Swarm Intelligence in Animal Groups: When Can a Collective Out-Perform an Expert?

  • Konstantinos V. Katsikopoulos, 
  • Andrew J. King


An important potential advantage of group-living that has been mostly neglected by life scientists is that individuals in animal groups may cope more effectively with unfamiliar situations. Social interaction can provide a solution to a cognitive problem that is not available to single individuals via two potential mechanisms: (i) individuals can aggregate information, thus augmenting their ‘collective cognition’, or (ii) interaction with conspecifics can allow individuals to follow specific ‘leaders’, those experts with information particularly relevant to the decision at hand. However, a-priori, theory-based expectations about which of these decision rules should be preferred are lacking. Using a set of simple models, we present theoretical conditions (involving group size, and diversity of individual information) under which groups should aggregate information, or follow an expert, when faced with a binary choice. We found that, in single-shot decisions, experts are almost always more accurate than the collective across a range of conditions. However, for repeated decisions – where individuals are able to consider the success of previous decision outcomes – the collective's aggregated information is almost always superior. The results improve our understanding of how social animals may process information and make decisions when accuracy is a key component of individual fitness, and provide a solid theoretical framework for future experimental tests where group size, diversity of individual information, and the repeatability of decisions can be measured and manipulated.
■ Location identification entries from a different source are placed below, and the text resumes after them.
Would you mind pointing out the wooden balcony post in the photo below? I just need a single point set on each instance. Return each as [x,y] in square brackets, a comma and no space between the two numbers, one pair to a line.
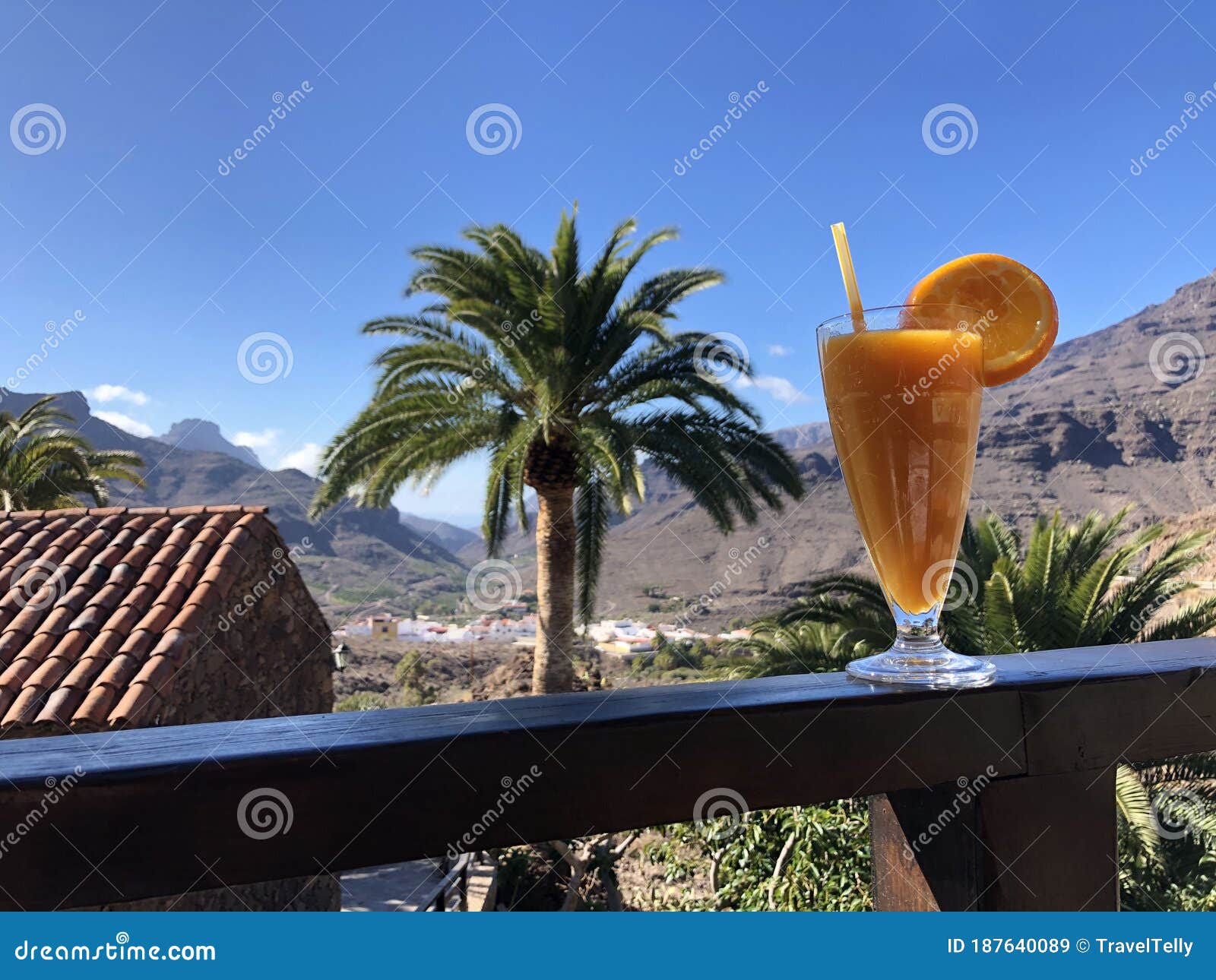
[1033,842]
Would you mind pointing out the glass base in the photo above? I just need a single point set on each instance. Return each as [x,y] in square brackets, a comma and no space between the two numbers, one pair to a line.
[923,662]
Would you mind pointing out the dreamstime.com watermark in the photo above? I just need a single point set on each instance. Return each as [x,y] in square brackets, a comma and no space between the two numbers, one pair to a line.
[512,789]
[741,561]
[492,128]
[36,128]
[968,789]
[264,358]
[739,106]
[1195,105]
[721,358]
[948,128]
[56,789]
[283,105]
[279,568]
[720,803]
[968,334]
[1176,358]
[950,581]
[492,584]
[122,950]
[56,334]
[264,812]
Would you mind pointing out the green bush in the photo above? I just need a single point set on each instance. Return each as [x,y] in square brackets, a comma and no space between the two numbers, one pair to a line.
[362,700]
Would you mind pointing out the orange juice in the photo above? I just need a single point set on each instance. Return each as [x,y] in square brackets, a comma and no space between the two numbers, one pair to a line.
[905,411]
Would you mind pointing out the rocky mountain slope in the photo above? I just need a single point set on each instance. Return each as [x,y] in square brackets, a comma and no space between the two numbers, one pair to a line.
[1120,416]
[353,560]
[204,437]
[1123,416]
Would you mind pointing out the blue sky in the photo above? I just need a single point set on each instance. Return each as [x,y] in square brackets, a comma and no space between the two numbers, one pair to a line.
[138,214]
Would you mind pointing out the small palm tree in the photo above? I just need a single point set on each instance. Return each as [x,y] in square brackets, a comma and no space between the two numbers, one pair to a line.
[1069,585]
[46,465]
[774,647]
[568,383]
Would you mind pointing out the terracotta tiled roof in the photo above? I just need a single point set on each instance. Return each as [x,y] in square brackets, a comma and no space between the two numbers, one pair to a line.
[100,605]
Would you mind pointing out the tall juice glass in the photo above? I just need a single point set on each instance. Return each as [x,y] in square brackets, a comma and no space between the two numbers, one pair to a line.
[904,387]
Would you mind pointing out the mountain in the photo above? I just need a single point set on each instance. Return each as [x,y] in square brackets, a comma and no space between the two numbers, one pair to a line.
[1123,416]
[204,437]
[449,536]
[1114,417]
[353,560]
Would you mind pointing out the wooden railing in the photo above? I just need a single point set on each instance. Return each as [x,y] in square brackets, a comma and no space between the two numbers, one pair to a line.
[999,799]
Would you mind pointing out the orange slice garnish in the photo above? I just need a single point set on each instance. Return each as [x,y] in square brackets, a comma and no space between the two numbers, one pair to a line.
[1021,319]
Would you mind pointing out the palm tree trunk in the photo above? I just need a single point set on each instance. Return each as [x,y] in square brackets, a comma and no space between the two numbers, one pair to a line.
[553,665]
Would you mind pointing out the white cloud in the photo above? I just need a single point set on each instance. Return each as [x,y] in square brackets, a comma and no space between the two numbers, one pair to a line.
[780,388]
[105,393]
[127,423]
[264,439]
[307,457]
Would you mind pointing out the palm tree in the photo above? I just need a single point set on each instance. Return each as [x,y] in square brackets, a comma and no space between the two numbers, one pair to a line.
[568,383]
[1069,585]
[46,465]
[774,647]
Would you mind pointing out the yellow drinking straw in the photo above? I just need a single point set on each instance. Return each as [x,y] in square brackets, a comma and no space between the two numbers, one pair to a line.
[850,277]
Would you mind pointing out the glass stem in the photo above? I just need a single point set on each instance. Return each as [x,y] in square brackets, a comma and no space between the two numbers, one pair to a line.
[916,634]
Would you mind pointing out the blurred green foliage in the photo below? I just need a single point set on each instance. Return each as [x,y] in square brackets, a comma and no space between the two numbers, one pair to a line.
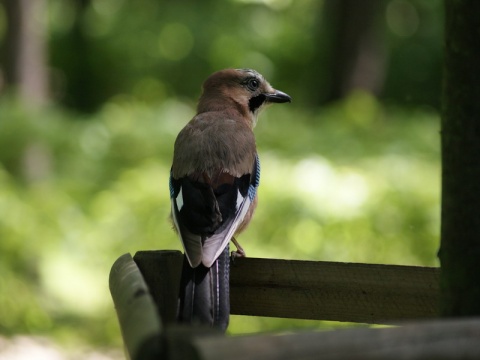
[153,50]
[356,181]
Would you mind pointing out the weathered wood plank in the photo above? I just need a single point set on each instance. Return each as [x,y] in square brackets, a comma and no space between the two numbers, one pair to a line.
[367,293]
[137,314]
[161,270]
[446,339]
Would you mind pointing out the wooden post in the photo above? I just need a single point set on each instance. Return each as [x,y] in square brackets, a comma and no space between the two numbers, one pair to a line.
[136,311]
[161,271]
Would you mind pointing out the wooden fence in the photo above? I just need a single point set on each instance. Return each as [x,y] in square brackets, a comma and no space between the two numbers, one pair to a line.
[144,289]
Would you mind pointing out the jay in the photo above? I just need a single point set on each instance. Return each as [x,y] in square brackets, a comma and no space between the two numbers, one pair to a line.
[213,187]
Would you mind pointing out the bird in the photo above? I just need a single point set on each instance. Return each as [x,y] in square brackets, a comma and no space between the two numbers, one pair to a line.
[213,184]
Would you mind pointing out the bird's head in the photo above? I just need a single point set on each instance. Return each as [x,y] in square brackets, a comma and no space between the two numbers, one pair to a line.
[243,89]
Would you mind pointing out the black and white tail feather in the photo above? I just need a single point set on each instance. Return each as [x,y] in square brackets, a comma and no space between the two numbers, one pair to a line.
[206,219]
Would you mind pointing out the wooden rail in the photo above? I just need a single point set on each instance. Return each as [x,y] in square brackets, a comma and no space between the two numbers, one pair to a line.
[300,289]
[366,293]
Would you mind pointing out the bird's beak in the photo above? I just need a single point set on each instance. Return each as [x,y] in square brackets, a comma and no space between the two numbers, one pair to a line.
[278,97]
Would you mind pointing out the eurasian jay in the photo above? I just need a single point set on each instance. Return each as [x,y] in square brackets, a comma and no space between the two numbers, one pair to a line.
[213,187]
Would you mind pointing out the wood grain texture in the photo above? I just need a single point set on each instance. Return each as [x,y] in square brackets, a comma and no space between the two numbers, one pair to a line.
[439,339]
[137,314]
[161,270]
[367,293]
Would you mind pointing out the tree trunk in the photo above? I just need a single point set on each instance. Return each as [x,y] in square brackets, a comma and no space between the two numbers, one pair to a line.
[460,244]
[25,67]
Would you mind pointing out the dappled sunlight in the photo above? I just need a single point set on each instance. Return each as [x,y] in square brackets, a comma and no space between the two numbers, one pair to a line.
[337,189]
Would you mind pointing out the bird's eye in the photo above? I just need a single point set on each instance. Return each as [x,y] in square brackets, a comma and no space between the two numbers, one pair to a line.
[253,84]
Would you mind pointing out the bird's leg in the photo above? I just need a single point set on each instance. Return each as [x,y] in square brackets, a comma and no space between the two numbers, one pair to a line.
[240,252]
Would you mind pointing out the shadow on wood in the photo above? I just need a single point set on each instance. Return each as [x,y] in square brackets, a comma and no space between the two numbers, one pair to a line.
[294,289]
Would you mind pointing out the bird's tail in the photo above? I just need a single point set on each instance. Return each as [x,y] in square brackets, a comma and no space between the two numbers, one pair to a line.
[204,293]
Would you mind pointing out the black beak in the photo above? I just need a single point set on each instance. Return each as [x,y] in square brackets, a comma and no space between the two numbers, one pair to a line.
[278,97]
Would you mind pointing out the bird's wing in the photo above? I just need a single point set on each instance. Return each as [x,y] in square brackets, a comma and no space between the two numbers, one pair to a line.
[207,215]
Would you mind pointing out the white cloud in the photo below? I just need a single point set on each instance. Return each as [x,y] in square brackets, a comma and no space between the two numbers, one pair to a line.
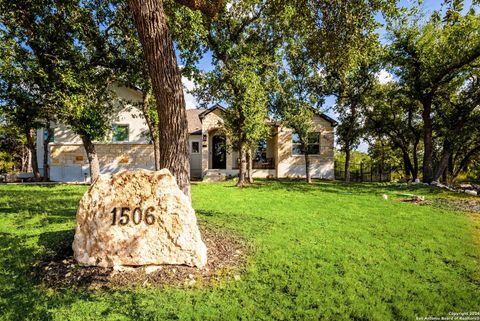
[190,100]
[384,76]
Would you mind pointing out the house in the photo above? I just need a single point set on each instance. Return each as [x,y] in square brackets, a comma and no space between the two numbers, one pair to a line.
[128,147]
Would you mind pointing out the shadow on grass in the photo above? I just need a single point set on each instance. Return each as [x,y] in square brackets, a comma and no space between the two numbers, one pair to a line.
[338,187]
[57,245]
[22,297]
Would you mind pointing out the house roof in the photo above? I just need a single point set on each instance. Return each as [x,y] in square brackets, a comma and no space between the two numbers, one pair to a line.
[205,112]
[329,119]
[194,122]
[209,110]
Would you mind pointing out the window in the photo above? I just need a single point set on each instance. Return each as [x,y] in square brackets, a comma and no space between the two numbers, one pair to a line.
[195,148]
[261,152]
[120,133]
[52,135]
[313,146]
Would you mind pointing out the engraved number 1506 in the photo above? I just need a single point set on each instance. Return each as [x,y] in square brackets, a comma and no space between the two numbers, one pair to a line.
[136,216]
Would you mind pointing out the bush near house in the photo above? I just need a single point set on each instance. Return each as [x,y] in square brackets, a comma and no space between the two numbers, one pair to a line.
[322,251]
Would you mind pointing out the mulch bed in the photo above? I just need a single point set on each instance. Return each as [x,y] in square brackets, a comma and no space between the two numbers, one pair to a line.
[472,206]
[464,205]
[226,258]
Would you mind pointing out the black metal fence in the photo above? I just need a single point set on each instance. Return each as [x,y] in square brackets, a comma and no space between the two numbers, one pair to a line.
[360,172]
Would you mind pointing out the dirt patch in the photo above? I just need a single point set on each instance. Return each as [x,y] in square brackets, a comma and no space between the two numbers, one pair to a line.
[226,258]
[416,199]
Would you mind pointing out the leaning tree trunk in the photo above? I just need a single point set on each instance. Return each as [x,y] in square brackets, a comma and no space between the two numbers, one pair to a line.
[308,177]
[427,142]
[442,165]
[33,152]
[46,141]
[347,163]
[92,158]
[250,166]
[152,129]
[243,165]
[166,79]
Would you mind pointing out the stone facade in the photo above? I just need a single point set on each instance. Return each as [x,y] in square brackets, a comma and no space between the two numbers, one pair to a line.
[322,165]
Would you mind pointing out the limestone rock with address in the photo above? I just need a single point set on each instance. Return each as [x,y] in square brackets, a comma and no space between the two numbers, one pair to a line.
[137,218]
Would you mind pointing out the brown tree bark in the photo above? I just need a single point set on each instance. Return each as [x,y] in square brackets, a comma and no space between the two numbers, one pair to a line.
[92,158]
[442,165]
[243,166]
[46,141]
[347,163]
[167,86]
[250,166]
[427,141]
[30,136]
[152,129]
[308,177]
The incredible range of sociality that exists in the animal kingdom has intrigued behavioural and evolutionary biologists. There is a rich and varied literature that strives to explain the origins and maintenance of group living [1], and a recent focus has been how social animals choose between alternative actions [2], [3], vital if a group is to remain a cohesive unit and accrue the many advantages of group living [1]. Previous work has considered the time-costs for decisions where groups adopt the action preferred by a single despot, or the action preferred by a majority of group members [4]. However, animals need to also maximise the accuracy of decisions if they are to best exploit potential opportunities and avoid danger. Whilst research has explored how groups choose among a number of actions, e.g., insects [5]; fish [6]; birds [7]; and mammals [8], there has been few a priori, theory-based expectations about the conditions under which a collective outperforms an expert, or vice versa [9], [10]. With the recent interest in swarm intelligence in behavioural and evolutionary ecology, a re-examination of the relationship between the uses of these alternate decision-making rules has been called for [9], and this is our contribution.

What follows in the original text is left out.